Matryoshka stacks on top
The other lever, Matryoshka representation learning, is orthogonal to this one and they multiply. Matryoshka lets you truncate a vector to fewer dimensions (OpenAI's dimensions parameter, mxbai's shortenable output) with graceful quality loss; quantization shrinks each dimension you keep. You can do both — shorten 3072 dims to 1024, then binarize — and Vespa documents the combination explicitly. The two knobs answer different questions: how many numbers, and how many bits each.
So which rung
- Default to int8. 4x smaller, ~99% quality with a cheap rescore, no dimension requirement, works on any embedding model. For most RAG systems this is the free lunch.
- Reach for binary when memory is the constraint and your model is high-dimensional. 32x is the difference between fitting the index in RAM and not. Pair it with oversampling (start at 2-3x) and rescoring, and budget the full vectors on fast storage so the rescore stays cheap.

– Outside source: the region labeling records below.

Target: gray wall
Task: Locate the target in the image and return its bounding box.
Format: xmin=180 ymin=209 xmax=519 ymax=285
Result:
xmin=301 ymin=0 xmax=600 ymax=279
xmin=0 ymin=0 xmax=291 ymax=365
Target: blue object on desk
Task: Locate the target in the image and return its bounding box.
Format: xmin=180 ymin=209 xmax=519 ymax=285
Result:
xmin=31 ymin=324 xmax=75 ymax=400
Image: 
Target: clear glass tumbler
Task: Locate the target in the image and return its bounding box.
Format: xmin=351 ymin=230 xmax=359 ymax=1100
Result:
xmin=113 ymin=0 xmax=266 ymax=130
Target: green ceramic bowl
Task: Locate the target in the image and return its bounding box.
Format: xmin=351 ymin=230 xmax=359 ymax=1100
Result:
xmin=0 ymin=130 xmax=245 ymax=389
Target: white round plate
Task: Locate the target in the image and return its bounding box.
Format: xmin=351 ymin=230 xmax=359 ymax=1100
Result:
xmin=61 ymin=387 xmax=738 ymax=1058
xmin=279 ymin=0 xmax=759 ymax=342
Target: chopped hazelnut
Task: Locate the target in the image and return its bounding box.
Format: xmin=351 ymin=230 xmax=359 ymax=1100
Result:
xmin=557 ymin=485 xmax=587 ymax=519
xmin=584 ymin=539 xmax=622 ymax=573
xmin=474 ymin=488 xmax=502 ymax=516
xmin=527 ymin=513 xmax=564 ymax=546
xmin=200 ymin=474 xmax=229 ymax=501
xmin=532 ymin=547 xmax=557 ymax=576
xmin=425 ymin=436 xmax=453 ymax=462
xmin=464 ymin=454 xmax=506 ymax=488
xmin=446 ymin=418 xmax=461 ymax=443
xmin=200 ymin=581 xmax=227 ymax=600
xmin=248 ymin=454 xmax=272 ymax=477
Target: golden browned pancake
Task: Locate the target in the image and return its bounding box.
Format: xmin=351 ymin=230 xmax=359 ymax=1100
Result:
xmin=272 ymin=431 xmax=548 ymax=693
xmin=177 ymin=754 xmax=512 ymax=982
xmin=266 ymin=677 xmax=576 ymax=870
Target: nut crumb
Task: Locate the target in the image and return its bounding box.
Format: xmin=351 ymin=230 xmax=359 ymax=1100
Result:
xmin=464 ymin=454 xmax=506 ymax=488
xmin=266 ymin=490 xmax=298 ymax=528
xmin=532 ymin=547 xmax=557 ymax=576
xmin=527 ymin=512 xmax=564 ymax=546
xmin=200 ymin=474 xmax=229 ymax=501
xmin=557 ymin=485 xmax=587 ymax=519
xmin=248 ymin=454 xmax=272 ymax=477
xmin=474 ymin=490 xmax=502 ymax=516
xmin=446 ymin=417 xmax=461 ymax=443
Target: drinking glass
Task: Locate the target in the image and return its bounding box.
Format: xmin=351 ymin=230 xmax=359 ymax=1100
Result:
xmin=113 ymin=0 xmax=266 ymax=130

- Keep float32 only where it earns its place — tiny corpora where the savings don't matter, or a final rescore tier where you want the exact distances. Choosing the right distance metric and the right embedding model still matters more than the bit width; quantization is what you do after those are settled, and which vector database you run decides how painless it is to turn on.
The mental model that makes this easy: precision is not a property of the embedding, it is a dial on the index. The model hands you float32 because it has to hand you something. What you store is your call — and for retrieval, the last 30 of those 32 bits were almost never doing any work.